I agree that there is NO WAY that FAs could be expected to start IVs, giving ALS drugs, diagnose and treat dysrhythmias -... I mean, c'mon, most family physicians would be out of their league in that situation. Full-blown resus is hard-core, and best left to those who have specialized training and experience.


And even if the airplane is full of paramedics, ER physicians and anesthesiologists, there's still a pretty slim chance for the patient who's not in a shockable rhythm. Real life is not like those TV shows where the patient has CPR for 30 seconds, wakes up after a single hit from the defib, and is sitting-up in bed eating a steak 15 minutes later.


User currently offlinecanoecarrier From United States of America, joined Feb 2004, 2838 posts, RR: 12
Reply 12, posted (3 years 2 months 23 hours ago) and read 1505 times:

Quoting m11stephen (Reply 10):
F/As are far from medical professionals and no offense to any of them but I wouldn't want an F/A attempting to start an IV or administer medication to me even while talking to a doctor on the ground. F/As at UA receive 7.5 hours of CPR/AED training and 7.5 hours of first aid training during initial training.

The FAA stopped requiring F/As be nurses around WW2. The system as it is designed now is not meant for them to be medical professionals, they are just making sure you safely travel from point A to point B. If for some reason you have a cardiac arrest they do the best they can to get you to medical professional alive.

I look at it like this, if you're on a J31 or Q400 the statistics of having a doctor on board are against you.

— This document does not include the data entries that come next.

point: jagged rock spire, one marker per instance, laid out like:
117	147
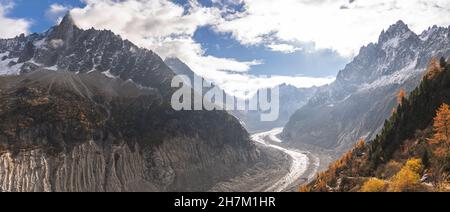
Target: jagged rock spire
394	30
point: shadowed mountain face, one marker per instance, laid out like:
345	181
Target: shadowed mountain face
364	94
84	110
291	99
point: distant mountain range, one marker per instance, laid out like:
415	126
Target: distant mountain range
364	94
410	154
291	99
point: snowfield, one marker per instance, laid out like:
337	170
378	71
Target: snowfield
300	160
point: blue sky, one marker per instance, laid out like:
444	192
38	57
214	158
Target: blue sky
236	43
323	63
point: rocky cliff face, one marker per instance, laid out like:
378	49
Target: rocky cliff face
364	94
291	99
84	110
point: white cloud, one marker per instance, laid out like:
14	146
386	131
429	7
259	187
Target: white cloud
56	12
283	26
11	27
244	85
330	24
164	27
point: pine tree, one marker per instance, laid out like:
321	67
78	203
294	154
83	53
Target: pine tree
441	126
400	96
434	68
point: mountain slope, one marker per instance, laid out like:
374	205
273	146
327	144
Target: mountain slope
291	99
364	93
84	110
408	137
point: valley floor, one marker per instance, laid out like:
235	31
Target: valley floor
280	169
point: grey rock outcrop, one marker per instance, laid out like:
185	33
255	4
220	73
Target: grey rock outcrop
363	96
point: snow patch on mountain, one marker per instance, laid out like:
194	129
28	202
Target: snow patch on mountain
398	77
109	74
5	68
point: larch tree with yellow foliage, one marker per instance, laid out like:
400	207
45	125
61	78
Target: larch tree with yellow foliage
408	178
374	185
441	126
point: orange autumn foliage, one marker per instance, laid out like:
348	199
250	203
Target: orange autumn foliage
374	185
408	178
441	126
434	68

If you really think that starting an IV is that hard, well tell that to 10K's of thousands of 18 year old soldiers because they learn how to do that in advanced infantry training. I could start an IV now, and I don't have any training other than letting my ICU nurse wife practice on me when she was in nursing school.

Look at the required equipment in an airline medical kit. The kit is set up for allergic reactions, cardiac arrest, and dehydration. It's not like the FAA is requiring them to do surgery, administering an IV is something that can be taught to anyone in an hour.



The beatings will continue until morale improves
User currently offlinem11stephen From United States of America, joined Aug 2008, 1247 posts, RR: 1
Reply 13, posted (3 years 2 months 22 hours ago) and read 1459 times:

Quoting canoecarrier (Reply 12):
I look at it like this, if you're on a J31 or Q400 the statistics of having a doctor on board are against you. If you really think that starting an IV is that hard, well tell that to 10K's of thousands of 18 year old soldiers because they learn how to do that in advanced infantry training. I could start an IV now, and I don't have any training other than letting my ICU nurse wife practice on me when she was in nursing school.

Look at the required equipment in an airline medical kit. The kit is set up for allergic reactions, cardiac arrest, and dehydration. It's not like the FAA is requiring them to do surgery, administering an IV is something that can be taught to anyone in an hour.

In my state at least, EMT-Bs (Basic Emergency Medical Technicians) aren't even allowed to start an IV or administer medication. Sure it may not be rocket science but if the law doesn't allow EMTs with over 200 hours of training to do it why would they allow a flight attendant with 15 hours of training to do it? With the relatively frequent amount of medical emergencies it seems that are occurring these days I wouldn't be surprised if airlines started hiring nurses and paramedics as F/As....



My opinions, statements, etc. are my own and do not have any association with those of any employer.